Le principe est énoncé dans la loi. En l’absence de précision, on aurait tendance à vouloir appliquer le droit commun, et à vouloir considérer les SPI comme des SA de droit commun. Mais je pense que des textes viendront encadrer la cotation des OPCI, avec peut-être un compartiment dédié.

- Il y a actuellement deux sociétés cotées qui s’apparentent un peu à des OPCI, Immorente et Aradei. Et qui ont annoncé leur volonté de se convertir en OPCI avant que l'une d'elle se rétracte (Aradei qui va plutôt créer une filiale OPCI). Cela peut-il être possible sachant qu’il n’y pas de règles qui encadrent la cotation de ces instruments ?

La transformation d’une société existante en OPCI n’est pas possible au regard des textes à ce jour. Les réticences des autorités et du législateur à permettre la transformation en OPCI de sociétés ayant plusieurs années d’existence semblent fondées sur des raisons de transition fiscale principalement mais cela pourrait changer à l’avenir.

- Est-ce qu’il y a de nouvelles opérations qui arrivent ?

Il y a deux sociétés indépendantes qui viennent d’être agréées, IRG et MREM. Et qui dit nouveaux agréments, dit OPCI qui arrivent. J’ai hâte de voir ce que ces sociétés de gestion indépendantes vont proposer dans les mois qui arrivent.

- Combien il y a d’OPCI agrées aujourd’hui ?

Ajar Invest, qui a été pionnier, a 4 OPCI sous gestion. Les groupes Banque Populaire et BMCE ont également fait agréer leur OPCI. Et le dernier né est celui de BMCI qui est géré par REIM Partners. Ce qui en fait 7. Tous sont constitués sous forme de SPI RFA.

- Il y a un autre point qui pose problème dans la réglementation actuelle, c’est l’absence de marché secondaire pour les OPCI. Un investisseur qui détient des parts d’OPCI ne peut pas les vendre librement à une tierce personne ou à un autre investisseur. Que pensez-vous de cela ?

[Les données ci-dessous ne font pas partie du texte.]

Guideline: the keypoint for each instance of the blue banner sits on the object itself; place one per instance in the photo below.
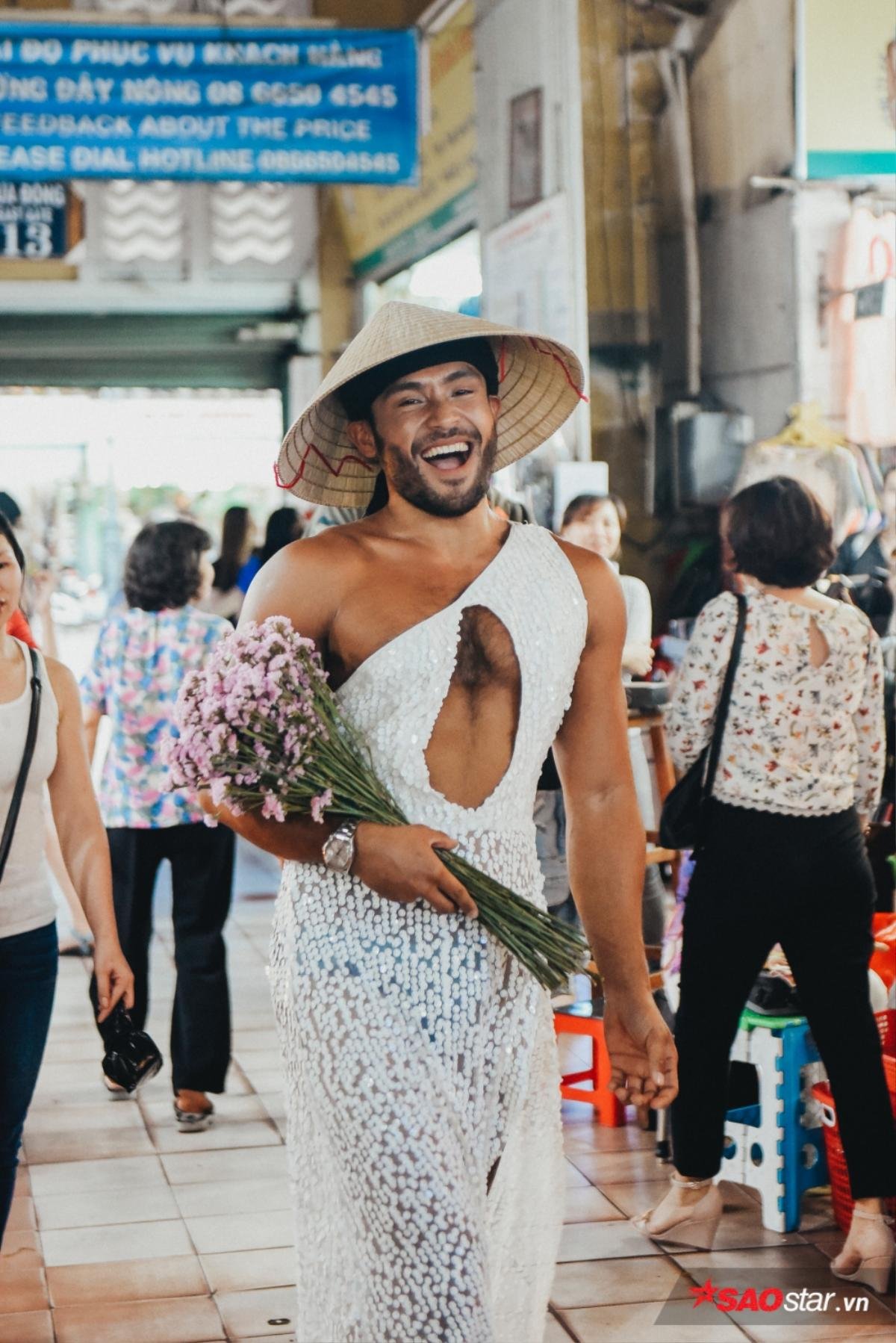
(207, 104)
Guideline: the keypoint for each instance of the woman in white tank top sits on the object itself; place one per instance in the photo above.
(27, 908)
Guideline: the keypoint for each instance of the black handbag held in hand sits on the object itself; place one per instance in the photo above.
(682, 819)
(132, 1056)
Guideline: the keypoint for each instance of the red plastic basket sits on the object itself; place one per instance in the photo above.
(840, 1191)
(887, 1030)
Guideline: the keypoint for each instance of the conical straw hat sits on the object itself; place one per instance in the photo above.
(539, 383)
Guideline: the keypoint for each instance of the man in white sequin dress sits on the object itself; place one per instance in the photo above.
(421, 1070)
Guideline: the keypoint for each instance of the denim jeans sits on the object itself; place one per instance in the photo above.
(28, 964)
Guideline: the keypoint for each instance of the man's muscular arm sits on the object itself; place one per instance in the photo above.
(302, 582)
(606, 844)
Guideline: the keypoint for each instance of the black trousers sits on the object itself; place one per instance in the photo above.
(803, 881)
(202, 868)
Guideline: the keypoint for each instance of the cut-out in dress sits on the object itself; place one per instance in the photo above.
(420, 1056)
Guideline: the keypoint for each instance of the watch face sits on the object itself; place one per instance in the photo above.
(337, 853)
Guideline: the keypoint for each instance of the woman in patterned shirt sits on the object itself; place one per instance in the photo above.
(783, 858)
(139, 665)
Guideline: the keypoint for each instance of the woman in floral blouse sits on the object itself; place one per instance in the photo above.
(139, 665)
(783, 860)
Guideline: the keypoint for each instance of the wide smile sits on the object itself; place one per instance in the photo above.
(447, 459)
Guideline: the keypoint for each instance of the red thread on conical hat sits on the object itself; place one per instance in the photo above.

Rappelons que le principe des OPCI, c’est la variabilité du capital et la souscription, par les investisseurs, aux titres de l’OPCI sur la base d’une valeur liquidative calculée elle-même sur la base de la valorisation des actifs immobiliers par des professionnels agréés : les évaluateurs immobiliers. La loi évoque la possibilité d’ «acquisition» des titres d’OPCI à côté de la possibilité, classique , d’y souscrire par voie d’augmentation de capital. Néanmoins, aucune précision n’est prévue quant aux modalités de cette acquisition. Il est préférable de ne pas avoir de marché secondaire car cela parasiterait le travail de la société de gestion à la fois en termes de valeur liquidative que de maîtrise du tour de table.

- Un institutionnel qui veut vendre ses parts n’a donc d’autres choix que de passer par la société de gestion…

Exactement. Il fait une demande de rachat. S’il ne demande pas le rachat d’une grosse partie du capital, l’opération peut prendre quelques jours. Mais les sociétés de gestion disposent de quelques mois de délai, généralement, pour honorer un rachat, car s’il faut vendre un actif pour rembourser l’investisseur, il leur faut du temps.